On 6 December 2007, Odyssey Moon was the first team to register for the Google Lunar X Prize competition, an event that hopes to rekindle the efforts of humans to return to the Moon. The competition is referred to as "Moon 2.0" and is composed of other private organizations like Odyssey Moon Limited, the commercial lunar enterprise that makes up this team.[1] Each team will be competing for a $20 million first prize, a $5 million second prize, and additional $5 million in (potential) bonuses.[2] [3]

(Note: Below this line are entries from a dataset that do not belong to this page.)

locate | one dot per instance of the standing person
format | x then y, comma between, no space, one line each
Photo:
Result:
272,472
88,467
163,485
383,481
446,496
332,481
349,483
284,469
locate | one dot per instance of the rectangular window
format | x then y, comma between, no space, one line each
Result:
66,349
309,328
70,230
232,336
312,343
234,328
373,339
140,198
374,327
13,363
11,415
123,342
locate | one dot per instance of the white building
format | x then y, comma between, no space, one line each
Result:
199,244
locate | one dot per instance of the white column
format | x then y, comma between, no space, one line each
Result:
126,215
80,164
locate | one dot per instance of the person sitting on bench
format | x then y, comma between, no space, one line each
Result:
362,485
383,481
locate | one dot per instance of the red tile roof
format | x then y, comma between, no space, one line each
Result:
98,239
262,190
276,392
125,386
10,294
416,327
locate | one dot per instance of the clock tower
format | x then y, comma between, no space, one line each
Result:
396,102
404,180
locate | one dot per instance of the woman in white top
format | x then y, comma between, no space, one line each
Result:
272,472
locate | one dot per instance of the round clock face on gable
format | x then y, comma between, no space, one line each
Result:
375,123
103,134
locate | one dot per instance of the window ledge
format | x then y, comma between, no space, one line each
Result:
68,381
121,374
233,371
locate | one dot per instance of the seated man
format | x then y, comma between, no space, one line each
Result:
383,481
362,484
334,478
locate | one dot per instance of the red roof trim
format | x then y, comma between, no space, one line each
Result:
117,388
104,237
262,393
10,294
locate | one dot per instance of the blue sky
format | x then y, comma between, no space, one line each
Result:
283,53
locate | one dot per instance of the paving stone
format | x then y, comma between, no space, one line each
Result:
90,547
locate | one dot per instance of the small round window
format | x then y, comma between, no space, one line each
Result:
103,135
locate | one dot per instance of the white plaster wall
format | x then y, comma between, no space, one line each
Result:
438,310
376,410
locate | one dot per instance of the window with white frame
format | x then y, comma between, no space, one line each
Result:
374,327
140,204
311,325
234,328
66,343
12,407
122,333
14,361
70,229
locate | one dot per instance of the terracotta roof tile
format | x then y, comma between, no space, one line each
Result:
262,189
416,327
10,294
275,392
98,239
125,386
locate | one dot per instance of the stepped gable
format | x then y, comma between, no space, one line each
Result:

Odyssey Moon Limited is based on the Isle of Man,[1] and is the design of Robert D. Richards.[2] His goals include developing the first commercial enterprise that utilizes the energy and resources on the Moon.[4] To achieve this end, the team enlisted the part-time consultant services of Alan Stern, NASA's former top-rank planetary scientist.[5] On 22 September 2008, another veteran of NASA joined Odyssey Moon. Jay F. Honeycutt was named president and will be responsible for all programs and commercial launch operations. He brings a great deal of expertise in managing large scale engineering operations. His experience at NASA was diverse. He was director of the Kennedy Space Center for several years and was director of Shuttle Management and Operations for more than five years. Outside NASA, another part of his forty years of professional experience was as president of Lockheed Martin Space Operations from 1997-2004.[6]
The team's goals are to build and deploy a robotic lander that will deliver exploration as well as scientific payloads to the Moon. The new lander/spacecraft has been dubbed "MoonOne (M-1)".[7] These efforts have been contracted to MacDonald Dettwiler, a Canadian corporation with a successful history of providing technical space solutions for several NASA projects including the Space Shuttle and the International Space Station.[1]
The Planetary Society, an international space interest group co-founded by Carl Sagan, joined Odyssey Moon's efforts in 2007, specifically with public outreach and coordination between public and private organizations.[8]
Colin Pillinger, a scientist with a background in studying meteorites, led the European Space Agency's failed Beagle 2 Mars lander project in 2003. In 2009 he was in discussion with Odyssey Moon regarding the use of an identical version of Beagle's most powerful instrument on their lander.